The key to saving on texbooks : downloading


Buying multiple textbooks can be worse than paying tuition for some students. In some cases, the amount students pay out-of-pocket for books is equivalent to the total cost for the semester. However, e-readers, such as the Kindle, and tablets, such as the iPad, are giving students a more affordable option when it comes to buying textbooks.
“All of my textbooks are in one place — I can access my homework faster,” Joe Batzer, junior Webster University computer science major, said. “For a computer science book, I paid $52 compared to the bookstore, which is $132.”
Webster University’s Bookstore is making its best effort to accompany the need of the students. According to Follett Higher Education Group, two thirds of students prefer digital textbooks rather than print textbooks. Webster offers students digital textbooks through a platform called CafeScribe.

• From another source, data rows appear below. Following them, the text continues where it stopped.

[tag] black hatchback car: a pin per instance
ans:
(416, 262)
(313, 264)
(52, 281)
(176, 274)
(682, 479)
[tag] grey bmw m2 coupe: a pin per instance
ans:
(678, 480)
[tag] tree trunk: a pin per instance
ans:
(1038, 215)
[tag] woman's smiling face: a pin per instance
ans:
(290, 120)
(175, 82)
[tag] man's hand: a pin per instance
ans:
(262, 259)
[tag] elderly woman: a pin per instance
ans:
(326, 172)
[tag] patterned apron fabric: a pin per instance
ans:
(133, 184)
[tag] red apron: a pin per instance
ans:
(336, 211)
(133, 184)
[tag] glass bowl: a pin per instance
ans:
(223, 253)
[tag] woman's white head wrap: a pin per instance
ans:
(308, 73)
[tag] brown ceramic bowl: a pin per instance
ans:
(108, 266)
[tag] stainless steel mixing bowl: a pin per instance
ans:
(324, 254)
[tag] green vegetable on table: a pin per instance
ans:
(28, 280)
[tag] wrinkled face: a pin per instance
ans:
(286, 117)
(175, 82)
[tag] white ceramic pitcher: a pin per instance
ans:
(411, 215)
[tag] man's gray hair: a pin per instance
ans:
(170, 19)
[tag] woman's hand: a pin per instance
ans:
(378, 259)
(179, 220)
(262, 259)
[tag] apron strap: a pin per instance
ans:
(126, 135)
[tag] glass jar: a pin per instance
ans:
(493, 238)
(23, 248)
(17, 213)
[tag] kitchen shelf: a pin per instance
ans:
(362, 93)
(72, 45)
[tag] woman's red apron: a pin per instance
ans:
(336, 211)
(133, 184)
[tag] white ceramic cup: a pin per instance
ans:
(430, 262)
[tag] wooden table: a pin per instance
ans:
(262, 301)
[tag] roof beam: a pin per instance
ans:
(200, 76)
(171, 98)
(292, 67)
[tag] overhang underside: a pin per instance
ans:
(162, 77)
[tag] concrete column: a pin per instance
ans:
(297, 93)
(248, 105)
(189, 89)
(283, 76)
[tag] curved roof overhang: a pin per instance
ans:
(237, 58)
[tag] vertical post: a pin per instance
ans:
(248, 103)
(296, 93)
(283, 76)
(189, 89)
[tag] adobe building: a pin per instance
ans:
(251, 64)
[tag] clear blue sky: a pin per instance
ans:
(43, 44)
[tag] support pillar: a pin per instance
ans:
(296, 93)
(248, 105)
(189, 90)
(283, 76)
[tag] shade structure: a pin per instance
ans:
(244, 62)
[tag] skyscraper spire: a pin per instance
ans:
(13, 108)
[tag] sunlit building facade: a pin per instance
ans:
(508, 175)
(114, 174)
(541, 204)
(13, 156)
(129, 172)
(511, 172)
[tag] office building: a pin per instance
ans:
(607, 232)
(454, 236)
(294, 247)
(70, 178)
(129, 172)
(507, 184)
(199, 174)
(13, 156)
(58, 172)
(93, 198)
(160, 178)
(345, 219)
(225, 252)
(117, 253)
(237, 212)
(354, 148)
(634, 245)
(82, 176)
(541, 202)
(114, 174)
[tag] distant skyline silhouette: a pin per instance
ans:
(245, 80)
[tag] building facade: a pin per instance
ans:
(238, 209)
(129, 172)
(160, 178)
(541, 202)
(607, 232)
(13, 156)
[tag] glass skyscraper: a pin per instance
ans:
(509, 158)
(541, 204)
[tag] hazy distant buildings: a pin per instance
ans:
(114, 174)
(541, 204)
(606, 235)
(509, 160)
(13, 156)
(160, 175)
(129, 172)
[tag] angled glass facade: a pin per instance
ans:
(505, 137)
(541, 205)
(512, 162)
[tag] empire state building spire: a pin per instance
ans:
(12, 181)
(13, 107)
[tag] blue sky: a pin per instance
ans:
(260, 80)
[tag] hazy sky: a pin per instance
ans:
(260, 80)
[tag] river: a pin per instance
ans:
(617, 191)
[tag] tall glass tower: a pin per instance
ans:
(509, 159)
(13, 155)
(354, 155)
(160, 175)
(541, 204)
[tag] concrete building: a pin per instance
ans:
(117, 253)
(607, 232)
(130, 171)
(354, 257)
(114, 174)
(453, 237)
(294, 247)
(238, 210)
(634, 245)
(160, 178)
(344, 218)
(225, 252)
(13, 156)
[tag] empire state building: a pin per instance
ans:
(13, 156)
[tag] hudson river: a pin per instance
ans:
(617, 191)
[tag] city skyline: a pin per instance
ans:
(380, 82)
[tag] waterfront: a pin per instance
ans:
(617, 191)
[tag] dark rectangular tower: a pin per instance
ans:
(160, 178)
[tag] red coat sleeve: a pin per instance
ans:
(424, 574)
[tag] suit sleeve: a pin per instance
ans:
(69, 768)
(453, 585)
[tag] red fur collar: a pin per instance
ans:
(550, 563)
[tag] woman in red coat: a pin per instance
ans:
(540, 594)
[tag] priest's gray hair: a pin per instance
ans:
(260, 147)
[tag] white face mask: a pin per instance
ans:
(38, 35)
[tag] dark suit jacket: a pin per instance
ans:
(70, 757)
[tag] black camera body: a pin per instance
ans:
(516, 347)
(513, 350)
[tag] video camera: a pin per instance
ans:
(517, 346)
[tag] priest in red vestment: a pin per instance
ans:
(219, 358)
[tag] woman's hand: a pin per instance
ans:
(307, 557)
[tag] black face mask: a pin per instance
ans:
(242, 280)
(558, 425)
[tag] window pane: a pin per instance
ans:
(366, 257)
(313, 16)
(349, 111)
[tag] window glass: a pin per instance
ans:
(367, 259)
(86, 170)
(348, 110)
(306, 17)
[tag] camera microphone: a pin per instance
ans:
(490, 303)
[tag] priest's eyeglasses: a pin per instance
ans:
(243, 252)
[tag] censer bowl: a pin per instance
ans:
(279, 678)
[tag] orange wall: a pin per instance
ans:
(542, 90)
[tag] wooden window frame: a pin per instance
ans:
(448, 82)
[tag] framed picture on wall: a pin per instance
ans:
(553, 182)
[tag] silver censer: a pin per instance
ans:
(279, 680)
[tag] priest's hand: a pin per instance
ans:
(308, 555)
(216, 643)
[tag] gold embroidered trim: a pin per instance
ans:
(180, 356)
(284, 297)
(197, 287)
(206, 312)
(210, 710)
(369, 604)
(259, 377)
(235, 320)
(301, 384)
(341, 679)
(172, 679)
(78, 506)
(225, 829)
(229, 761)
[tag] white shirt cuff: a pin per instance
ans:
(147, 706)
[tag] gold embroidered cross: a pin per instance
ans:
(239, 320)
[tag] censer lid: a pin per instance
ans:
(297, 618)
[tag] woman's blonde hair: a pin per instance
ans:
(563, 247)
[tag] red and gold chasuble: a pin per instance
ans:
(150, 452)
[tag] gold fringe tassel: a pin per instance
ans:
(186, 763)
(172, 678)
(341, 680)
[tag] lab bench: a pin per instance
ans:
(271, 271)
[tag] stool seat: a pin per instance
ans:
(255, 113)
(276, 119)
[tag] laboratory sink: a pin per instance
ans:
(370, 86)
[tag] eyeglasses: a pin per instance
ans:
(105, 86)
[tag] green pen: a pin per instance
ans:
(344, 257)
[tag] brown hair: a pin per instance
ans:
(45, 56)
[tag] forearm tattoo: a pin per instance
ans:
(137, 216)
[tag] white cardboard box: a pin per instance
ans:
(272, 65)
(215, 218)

“Follett’s CafeScribe digital platform saves students 40-60 percent, compared to the price of a new textbook, while also providing an assortment of tools to help students study smarter and more efficiently” Haleigh Morgan, public and campus relations specialist of Follet Higher Education Group, said.
CafeScribe promotes flexibility between devices to decrease limitations for students. Students are able to search, take notes and highlight through their device. There are applications available for tablets, smart phones and laptops, which are available through the Apple Store and Android.
Holly Hubenshmidt, head of instructural services at Webster, said there are 30,000 e-books in the library available to anyone who has a device that can download them.
However, e-readers, tablets and mobile devices may not satisfy the classic book advocate. There are still students who prefer to use printed textbooks rather than digital. Follet offers a Rent-A-Text program that allows students to rent their textbooks instead of purchasing them.
“Follet’s Rent-A-Text program offers savings of, on average, 50 percent or more, compared to purchasing new without sacrificing the ability to highlight or take notes — all within the normal wear and tear associated with coursework,” Morgan said. “Rent-A-Text is expected to save students more than $200 million during the 2011-2012 academic year alone.”